Leu-Semenescu Smaranda, Nittur Nandy, Golmard Jean-Louis, Arnulf Isabelle
National Reference Centre for Narcolepsy and Idiopathic Hypersomnia, France; AP-HP, Hôpital Universitaire Pitié-Salpêtrière, Service des Pathologies du Sommeil, Paris, France; Pierre and Marie Curie University, Centre de Recherche de l'Institut du Cerveau et de la Moelle épinière, Inserm U 1127, CNRS UMR7225, Paris, France.
AP-HP, Hôpital Universitaire Pitié-Salpêtrière, Service des Pathologies du Sommeil, Paris, France.
Sleep Med. 2014 Jun;15(6):681-7. doi: 10.1016/j.sleep.2014.01.021. Epub 2014 Mar 18.
To evaluate the benefits and risks of pitolisant (a wake-enhancing drug that increases the histamine release in the brain by blocking presynaptic H3 histamine reuptake) in patients with idiopathic (IH) and symptomatic (SH) hypersomnia plus sleepiness refractory to available stimulants (modafinil, methylphenidate, mazindol, sodium oxybate, and d-amphetamine).
Through retrospective analyses of patient files, the benefit (the score from the Epworth Sleepiness Scale [ESS], authorization renewal) and tolerance (side-effects) of pitolisant were assessed.
A total of 78 patients with IH (n=65%, 78% women) and SH (n=13%, 54% women) received pitolisant 5-50 mg once per day over the course of five days to 37 months. The median (interquartile range) ESS scores of patients with IH decreased from 17 (15.5-18.5) to 14 (12-17). There were 36% responders (ESS fall of > or =3). The improvement in ESS score (-1.9±2.6) was different from 0 in IH without long sleep time (P<0.002) and in IH with a long sleep time (P<0.0001), but not in SH. Forty-four (63%) patients with IH and 12 (77%) patients with SH stopped pitolisant, mostly due to a lack of efficacy. Side-effects included gastrointestinal pain (15.4%), increased appetite and weight gain (14.1%), headache (12.8%), insomnia (11.5%), and anxiety (9%), as well as exceptional reports of depression and persistent genital arousal.

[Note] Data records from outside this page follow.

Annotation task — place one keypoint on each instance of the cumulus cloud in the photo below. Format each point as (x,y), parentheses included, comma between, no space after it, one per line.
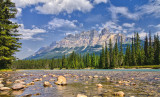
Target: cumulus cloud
(153,8)
(158,32)
(100,1)
(112,26)
(123,11)
(19,12)
(28,34)
(129,25)
(59,23)
(56,6)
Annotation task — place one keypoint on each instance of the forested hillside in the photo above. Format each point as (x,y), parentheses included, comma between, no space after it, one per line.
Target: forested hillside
(111,56)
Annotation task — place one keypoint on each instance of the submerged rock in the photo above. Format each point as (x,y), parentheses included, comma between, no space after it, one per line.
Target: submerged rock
(44,75)
(1,85)
(99,85)
(4,88)
(47,84)
(18,86)
(95,76)
(81,95)
(35,80)
(119,93)
(61,80)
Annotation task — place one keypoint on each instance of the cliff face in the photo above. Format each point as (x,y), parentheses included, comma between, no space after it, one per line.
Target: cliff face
(90,41)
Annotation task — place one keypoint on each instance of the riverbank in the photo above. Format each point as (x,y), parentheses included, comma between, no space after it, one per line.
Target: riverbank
(141,67)
(92,83)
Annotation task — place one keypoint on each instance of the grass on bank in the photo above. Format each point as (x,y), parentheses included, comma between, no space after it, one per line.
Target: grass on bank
(142,67)
(5,70)
(122,67)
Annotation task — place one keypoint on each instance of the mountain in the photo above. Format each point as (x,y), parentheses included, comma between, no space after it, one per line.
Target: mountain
(90,41)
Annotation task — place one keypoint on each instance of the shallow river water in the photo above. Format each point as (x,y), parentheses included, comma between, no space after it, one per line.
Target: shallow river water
(133,82)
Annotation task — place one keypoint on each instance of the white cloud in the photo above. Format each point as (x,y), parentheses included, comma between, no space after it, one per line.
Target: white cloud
(129,25)
(19,12)
(28,34)
(158,32)
(112,26)
(123,11)
(153,8)
(142,34)
(100,1)
(59,23)
(56,6)
(158,26)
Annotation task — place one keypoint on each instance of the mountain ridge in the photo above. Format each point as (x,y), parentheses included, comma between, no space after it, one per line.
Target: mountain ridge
(89,41)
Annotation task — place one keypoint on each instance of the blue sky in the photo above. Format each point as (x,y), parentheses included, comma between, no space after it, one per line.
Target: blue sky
(45,21)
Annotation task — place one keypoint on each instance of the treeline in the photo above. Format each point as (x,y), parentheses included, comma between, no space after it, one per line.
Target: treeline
(138,53)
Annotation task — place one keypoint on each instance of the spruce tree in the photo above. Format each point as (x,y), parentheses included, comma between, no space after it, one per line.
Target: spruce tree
(156,50)
(121,53)
(103,58)
(110,50)
(93,62)
(146,48)
(8,33)
(107,60)
(150,50)
(116,54)
(134,63)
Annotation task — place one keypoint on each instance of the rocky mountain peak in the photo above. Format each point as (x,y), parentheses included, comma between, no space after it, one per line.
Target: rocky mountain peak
(105,31)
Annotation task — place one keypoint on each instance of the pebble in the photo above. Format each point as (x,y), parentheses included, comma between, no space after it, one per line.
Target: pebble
(99,85)
(81,95)
(47,84)
(1,85)
(18,86)
(4,88)
(95,76)
(61,80)
(119,93)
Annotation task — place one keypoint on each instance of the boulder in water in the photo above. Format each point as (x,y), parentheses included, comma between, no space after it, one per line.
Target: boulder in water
(119,93)
(18,86)
(4,88)
(61,80)
(81,95)
(47,84)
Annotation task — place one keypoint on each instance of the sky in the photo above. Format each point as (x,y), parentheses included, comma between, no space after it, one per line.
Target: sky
(45,21)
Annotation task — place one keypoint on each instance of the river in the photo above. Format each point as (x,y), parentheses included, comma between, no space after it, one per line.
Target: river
(133,82)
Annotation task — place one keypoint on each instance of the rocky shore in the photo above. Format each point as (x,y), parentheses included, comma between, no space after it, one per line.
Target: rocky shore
(80,83)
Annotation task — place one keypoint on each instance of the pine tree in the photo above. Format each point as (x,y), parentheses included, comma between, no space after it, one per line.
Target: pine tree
(107,60)
(116,54)
(112,66)
(64,61)
(150,50)
(121,53)
(103,58)
(110,50)
(146,50)
(137,48)
(134,63)
(8,33)
(93,62)
(157,50)
(128,56)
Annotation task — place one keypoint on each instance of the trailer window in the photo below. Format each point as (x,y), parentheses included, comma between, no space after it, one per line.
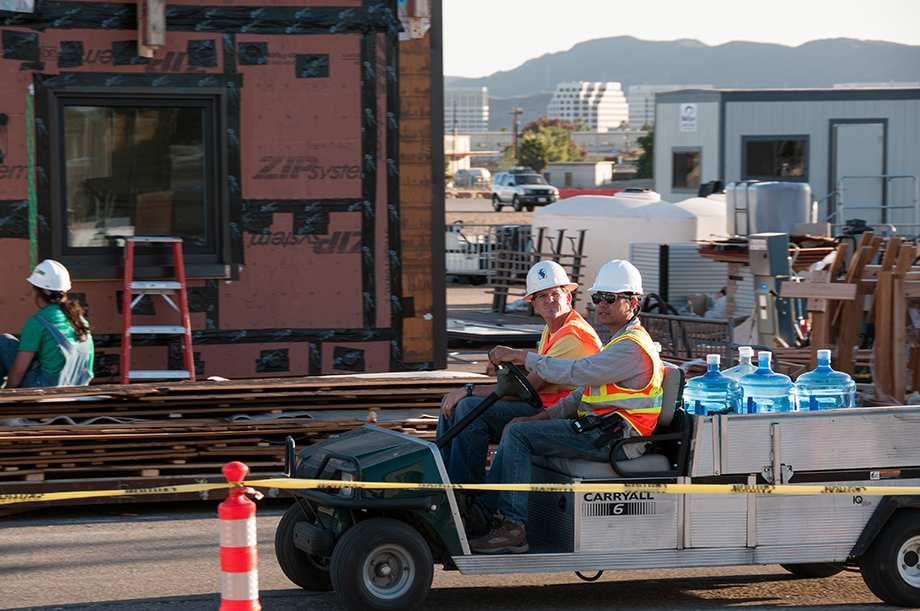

Pitolisant had a long-term favorable benefit/risk ratio in 23-38% of drug-resistant patients with IH and SH, suggesting that histamine neurons can be stimulated in severe idiopathic and symptomatic hypersomnia.
评估匹托利生(一种促醒药物,通过阻断突触前H3组胺再摄取增加大脑中的组胺释放)对患有特发性(IH)和症状性(SH)发作性睡病且对现有兴奋剂(莫达非尼、哌甲酯、吗茚酮、羟丁酸钠和d - 苯丙胺)难治性嗜睡患者的益处和风险。
通过对患者病历的回顾性分析,评估匹托利生的益处(爱泼沃斯思睡量表[ESS]评分、授权续签)和耐受性(副作用)。
共有78例IH患者(n = 65%,女性占78%)和SH患者(n = 13%,女性占54%)在5天至37个月的时间里每天接受一次5 - 50 mg的匹托利生治疗。IH患者的ESS评分中位数(四分位间距)从17(15.5 - 18.5)降至14(12 - 17)。有36%的患者有反应(ESS下降≥3分)。在无长睡眠时间的IH患者(P < 0.002)和有长睡眠时间的IH患者(P < 0.0001)中,ESS评分的改善(-1.9±2.6)与0不同,但在SH患者中并非如此。44例(63%)IH患者和12例(77%)SH患者停用了匹托利生,主要原因是缺乏疗效。副作用包括胃肠道疼痛(15.4%)、食欲增加和体重增加(14.1%)、头痛(12.8%)、失眠(11.5%)和焦虑(9%),以及关于抑郁和持续性性唤起的特殊报告。
匹托利生在23% - 38%的耐药性IH和SH患者中具有长期良好的效益/风险比,这表明在严重的特发性和症状性发作性睡病中可以刺激组胺能神经元。